Carregando...

Publicações

A possível bolha da IA: mais subprime do que pontocom?

18 Dezembro 2025/ Notícias & Artigos/

Eduardo Felipe Matias – A possível bolha da IA: mais subprime do que pontocom?

Eduardo Felipe Matias é autor dos livros A humanidade e suas fronteiras e A humanidade contra as cordas, ganhadores do Prêmio Jabuti e coordenador do livro Marco Legal das Startups. Doutor em Direito Internacional pela USP, foi visiting scholar nas universidades de Columbia, em NY, e Berkeley e Stanford, na California, e é professor convidado da Fundação Dom Cabral e sócio da área empresarial de Elias, Matias Advogados

 

A possibilidade de que o boom da IA seja uma bolha financeira vem sendo amplamente debatida. Se ela for real e estourar, o cenário tende a se parecer menos com o da bolha pontocom de 2000/2001 e mais com a crise do subprime de 2007/2008.
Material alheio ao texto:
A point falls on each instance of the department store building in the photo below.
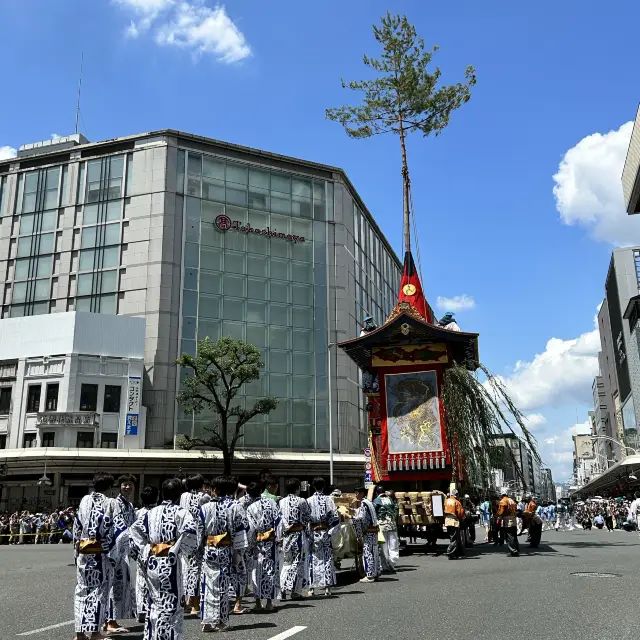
(192, 237)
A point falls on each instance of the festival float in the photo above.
(403, 363)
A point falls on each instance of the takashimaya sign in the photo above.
(225, 223)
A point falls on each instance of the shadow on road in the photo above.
(256, 625)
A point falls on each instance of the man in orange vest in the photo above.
(507, 513)
(454, 516)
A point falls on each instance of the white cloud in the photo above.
(7, 152)
(562, 373)
(557, 449)
(456, 303)
(190, 25)
(534, 420)
(588, 189)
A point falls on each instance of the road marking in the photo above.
(53, 626)
(288, 633)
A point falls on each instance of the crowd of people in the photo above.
(24, 527)
(200, 550)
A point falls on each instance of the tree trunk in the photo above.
(405, 191)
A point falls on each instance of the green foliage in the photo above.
(405, 96)
(475, 414)
(217, 374)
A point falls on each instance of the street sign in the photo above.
(133, 406)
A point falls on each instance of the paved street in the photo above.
(486, 595)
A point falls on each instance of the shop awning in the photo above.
(616, 475)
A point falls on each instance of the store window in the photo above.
(51, 403)
(48, 439)
(109, 441)
(112, 398)
(89, 397)
(33, 398)
(29, 440)
(5, 400)
(84, 440)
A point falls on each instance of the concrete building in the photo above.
(604, 449)
(204, 238)
(585, 463)
(67, 381)
(510, 453)
(620, 356)
(631, 170)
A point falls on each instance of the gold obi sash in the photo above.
(294, 528)
(221, 540)
(161, 549)
(90, 547)
(267, 536)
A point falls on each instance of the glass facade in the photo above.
(36, 224)
(38, 221)
(255, 268)
(376, 274)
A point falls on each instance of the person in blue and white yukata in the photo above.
(149, 497)
(365, 522)
(122, 597)
(292, 534)
(263, 517)
(95, 533)
(192, 500)
(224, 533)
(160, 538)
(324, 518)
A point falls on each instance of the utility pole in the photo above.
(79, 90)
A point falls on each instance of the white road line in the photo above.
(53, 626)
(288, 633)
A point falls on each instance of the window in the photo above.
(5, 400)
(29, 440)
(33, 398)
(109, 440)
(51, 403)
(48, 439)
(84, 439)
(88, 398)
(112, 399)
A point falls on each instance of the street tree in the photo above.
(405, 97)
(216, 375)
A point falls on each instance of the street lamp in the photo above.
(329, 347)
(635, 453)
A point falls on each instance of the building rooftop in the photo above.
(61, 149)
(631, 170)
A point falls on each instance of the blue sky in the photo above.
(555, 85)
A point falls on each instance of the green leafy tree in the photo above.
(404, 98)
(476, 413)
(217, 374)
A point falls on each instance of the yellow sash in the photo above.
(90, 547)
(267, 536)
(221, 540)
(161, 549)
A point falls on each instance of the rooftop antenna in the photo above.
(79, 89)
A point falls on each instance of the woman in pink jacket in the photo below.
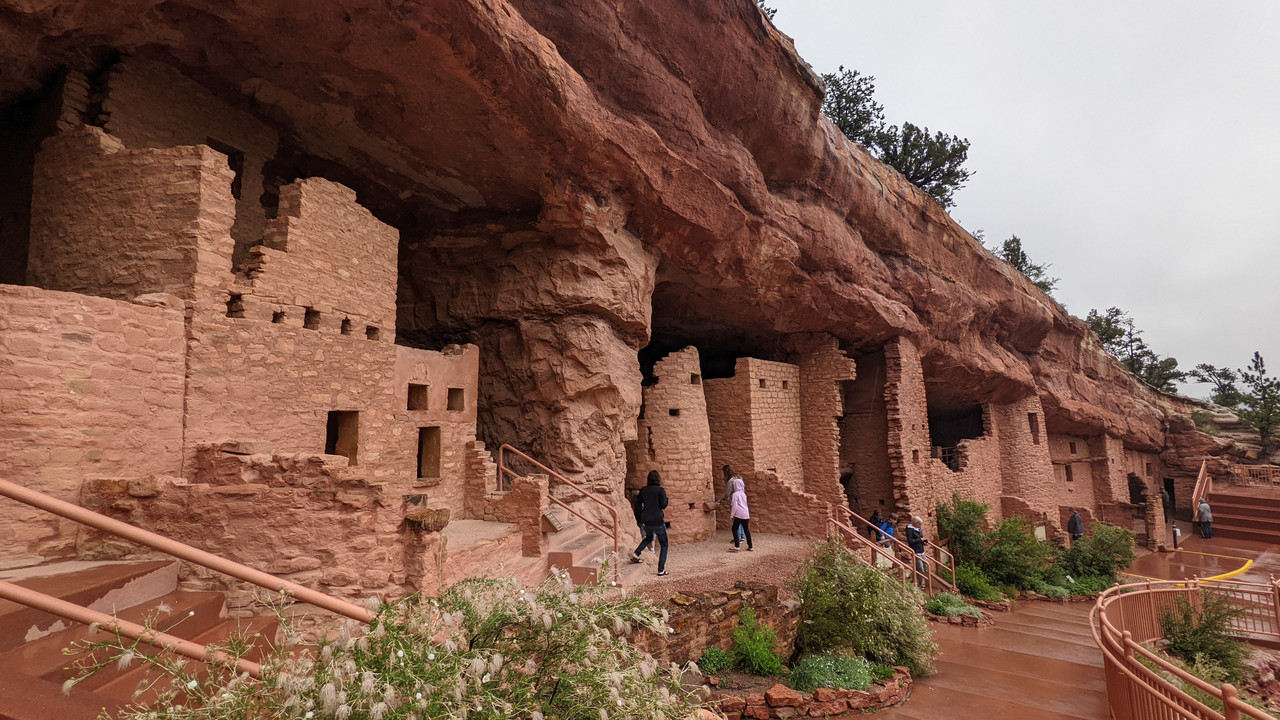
(740, 514)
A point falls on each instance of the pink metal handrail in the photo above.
(182, 551)
(1203, 486)
(877, 550)
(611, 533)
(1134, 691)
(936, 561)
(132, 630)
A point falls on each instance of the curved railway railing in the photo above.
(1127, 618)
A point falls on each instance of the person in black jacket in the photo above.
(648, 507)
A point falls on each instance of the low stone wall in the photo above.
(781, 701)
(708, 619)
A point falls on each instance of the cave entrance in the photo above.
(949, 427)
(864, 468)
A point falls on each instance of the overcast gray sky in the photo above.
(1136, 146)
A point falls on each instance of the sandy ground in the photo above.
(712, 565)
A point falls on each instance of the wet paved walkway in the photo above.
(1036, 662)
(1201, 557)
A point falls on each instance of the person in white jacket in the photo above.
(740, 514)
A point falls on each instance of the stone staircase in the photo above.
(581, 550)
(32, 665)
(1247, 513)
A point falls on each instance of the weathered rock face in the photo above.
(575, 181)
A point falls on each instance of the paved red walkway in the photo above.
(1036, 662)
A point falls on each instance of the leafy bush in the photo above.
(973, 583)
(753, 646)
(1201, 632)
(1048, 589)
(960, 527)
(1091, 584)
(483, 650)
(1107, 551)
(949, 604)
(848, 607)
(1205, 423)
(1015, 556)
(835, 671)
(714, 660)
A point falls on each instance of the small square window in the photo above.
(417, 397)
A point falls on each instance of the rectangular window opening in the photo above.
(236, 306)
(457, 400)
(342, 433)
(429, 452)
(417, 396)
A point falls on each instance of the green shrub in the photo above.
(484, 648)
(1048, 589)
(714, 660)
(973, 583)
(1106, 551)
(1015, 556)
(1091, 584)
(833, 671)
(753, 646)
(1205, 423)
(960, 527)
(1201, 633)
(949, 604)
(848, 607)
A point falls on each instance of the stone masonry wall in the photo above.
(150, 104)
(864, 438)
(88, 386)
(277, 383)
(673, 437)
(1073, 451)
(708, 619)
(775, 391)
(327, 263)
(119, 223)
(908, 434)
(823, 370)
(1024, 456)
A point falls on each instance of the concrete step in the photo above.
(44, 657)
(106, 587)
(260, 632)
(1247, 533)
(202, 611)
(31, 698)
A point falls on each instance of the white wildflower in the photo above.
(328, 697)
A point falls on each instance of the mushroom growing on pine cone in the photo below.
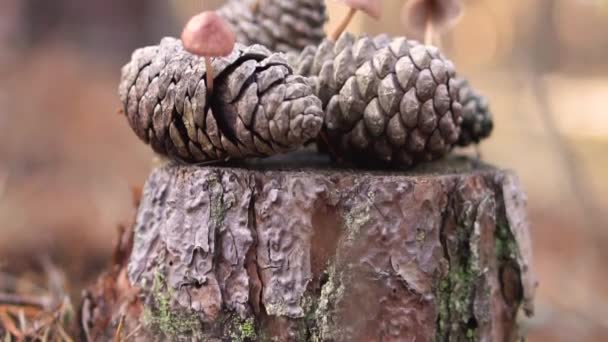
(429, 17)
(386, 100)
(259, 108)
(208, 35)
(370, 7)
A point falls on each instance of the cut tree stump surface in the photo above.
(311, 253)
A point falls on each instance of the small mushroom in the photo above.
(430, 16)
(208, 35)
(371, 7)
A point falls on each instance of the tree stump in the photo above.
(264, 252)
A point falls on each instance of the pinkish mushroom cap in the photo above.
(208, 35)
(371, 7)
(415, 14)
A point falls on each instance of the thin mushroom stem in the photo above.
(429, 33)
(209, 72)
(255, 6)
(343, 25)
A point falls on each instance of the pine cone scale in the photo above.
(256, 101)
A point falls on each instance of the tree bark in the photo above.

Na primeira, o problema principal foi a supervalorização de ações de empresas de tecnologia criadas para explorar a internet. Na segunda – que analisei junto à crise ambiental em meu livro “A humanidade contra as cordas” –, ruiu uma arquitetura financeira inteira, construída sobre dívidas arriscadas vendidas como seguras.
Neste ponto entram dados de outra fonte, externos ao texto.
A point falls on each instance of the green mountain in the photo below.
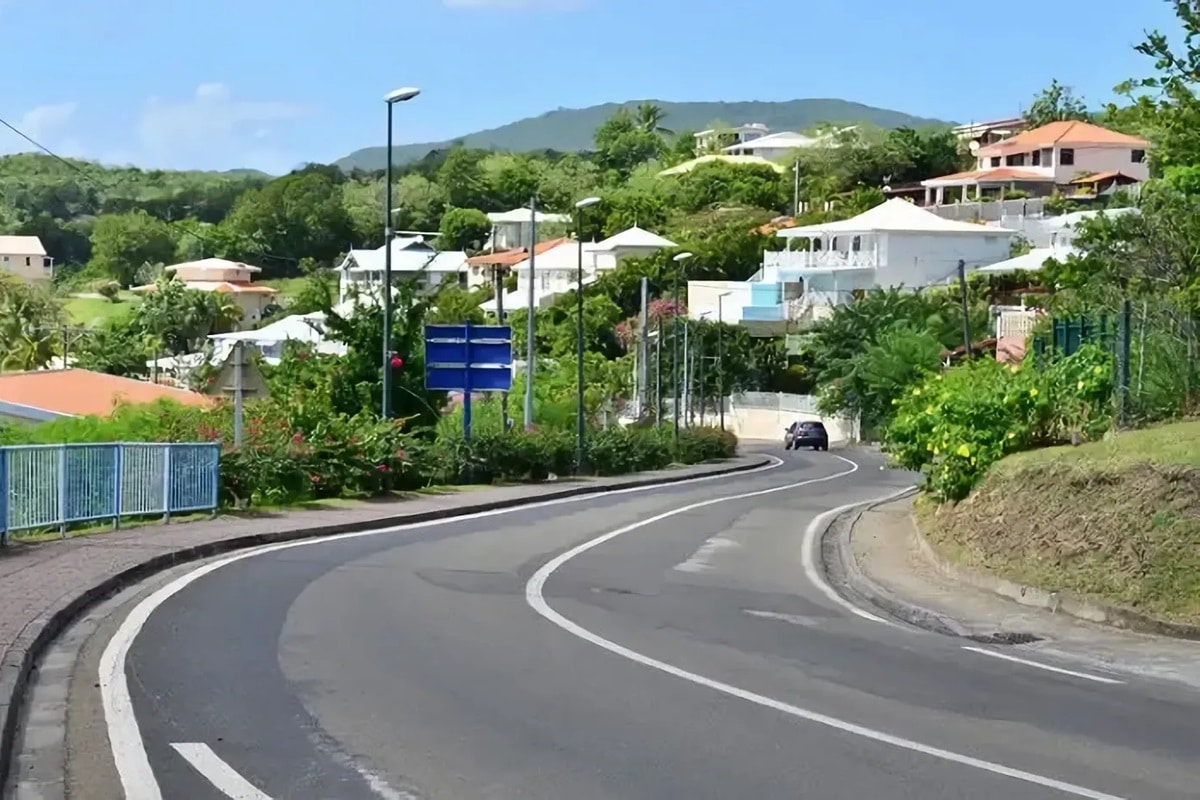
(569, 130)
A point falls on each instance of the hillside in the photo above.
(570, 128)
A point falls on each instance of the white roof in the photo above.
(408, 254)
(213, 264)
(784, 139)
(894, 215)
(1030, 262)
(522, 215)
(738, 161)
(634, 236)
(22, 246)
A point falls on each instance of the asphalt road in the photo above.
(689, 656)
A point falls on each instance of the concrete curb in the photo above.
(1056, 602)
(847, 577)
(34, 641)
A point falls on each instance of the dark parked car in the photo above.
(805, 434)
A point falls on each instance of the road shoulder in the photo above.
(887, 564)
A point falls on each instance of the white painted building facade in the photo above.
(412, 259)
(892, 245)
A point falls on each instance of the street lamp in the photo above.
(675, 341)
(720, 353)
(579, 330)
(391, 98)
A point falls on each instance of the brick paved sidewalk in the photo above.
(45, 587)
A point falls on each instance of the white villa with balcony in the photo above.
(556, 265)
(1044, 158)
(412, 259)
(892, 245)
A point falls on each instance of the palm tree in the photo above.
(649, 118)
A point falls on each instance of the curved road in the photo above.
(687, 654)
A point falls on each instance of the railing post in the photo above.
(166, 482)
(4, 497)
(118, 483)
(63, 491)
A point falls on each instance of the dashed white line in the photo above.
(217, 773)
(124, 732)
(1037, 665)
(538, 602)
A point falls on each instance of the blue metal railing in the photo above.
(54, 486)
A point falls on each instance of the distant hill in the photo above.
(569, 130)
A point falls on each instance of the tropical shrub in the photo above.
(957, 423)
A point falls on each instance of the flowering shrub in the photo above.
(957, 423)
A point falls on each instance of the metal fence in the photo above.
(55, 486)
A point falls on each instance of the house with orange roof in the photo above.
(53, 394)
(1044, 160)
(223, 276)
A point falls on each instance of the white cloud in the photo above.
(516, 5)
(213, 130)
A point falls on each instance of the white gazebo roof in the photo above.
(1030, 262)
(895, 215)
(211, 264)
(634, 236)
(522, 215)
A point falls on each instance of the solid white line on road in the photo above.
(538, 602)
(1036, 665)
(124, 733)
(217, 773)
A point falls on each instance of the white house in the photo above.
(742, 133)
(774, 146)
(556, 265)
(412, 259)
(893, 245)
(514, 229)
(1044, 158)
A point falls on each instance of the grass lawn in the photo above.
(1177, 443)
(96, 311)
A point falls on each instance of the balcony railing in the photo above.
(833, 259)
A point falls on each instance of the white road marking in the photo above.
(217, 773)
(1036, 665)
(124, 733)
(701, 560)
(538, 602)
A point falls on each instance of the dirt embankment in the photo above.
(1126, 533)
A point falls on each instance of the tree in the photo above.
(463, 229)
(622, 144)
(1055, 103)
(180, 319)
(293, 217)
(29, 324)
(123, 242)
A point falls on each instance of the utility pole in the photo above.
(966, 311)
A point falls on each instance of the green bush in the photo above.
(955, 425)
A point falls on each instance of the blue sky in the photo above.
(274, 83)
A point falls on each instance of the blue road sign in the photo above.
(468, 359)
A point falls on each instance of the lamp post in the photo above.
(579, 330)
(675, 343)
(391, 98)
(720, 353)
A hipótese que vem sendo discutida é a de que o perigo atual não estaria apenas no hype em torno de algoritmos, mas na forma de financiamento da infraestrutura de IA. Data centers, chips e redes de energia estão sendo erguidos com base em dívidas, bonds e crédito estruturado – uma combinação de alavancagem, opacidade e concentração que lembra o enredo da crise financeira global do subprime. Nos anos que a antecederam, o mercado imobiliário americano virou o motor de uma imensa engrenagem de crédito. Bancos concediam hipotecas arriscadas, muitas vezes a famílias sem condições de pagar, e empacotavam os empréstimos em títulos vendidos mundo afora. Pareciam investimentos sólidos, apoiados na crença de que os preços dos imóveis não cairiam no agregado. Quando estes recuaram, a inadimplência se espalhou, os títulos perderam valor e ficou claro que o risco estava alavancado e escondido sob camadas de engenharia financeira.

Hoje, trocando casas por data centers e hipotecas por chips, algo semelhante começa a se formar no ecossistema de IA. Um pequeno grupo de gigantes tecnológicos, como Microsoft, Google, Meta, Amazon e Nvidia, lidera uma onda de investimentos bilionários em prédios, energia, sistemas de resfriamento e estoques de processadores. Abaixo deles, empresas de infraestrutura como CoreWeave e Crusoe assinam contratos de longo prazo, de dezenas de bilhões de dólares, para fornecer capacidade de computação e usam essas promessas de receita para levantar linhas bilionárias de crédito, muitas vezes lastreadas nos próprios data centers e equipamentos. Em muitos casos, se o projeto fracassar, o credor tem essas garantias.

Diferente de imóveis, entretanto, chips perdem valor rapidamente. Cada nova geração de GPUs torna a anterior obsoleta, o que faz com que muito do que está sendo construído possa valer pouco antes do vencimento da dívida. Essa dependência de equipamentos caros e de vida útil curta desloca parte relevante do risco para o crédito, não apenas para o mercado acionário.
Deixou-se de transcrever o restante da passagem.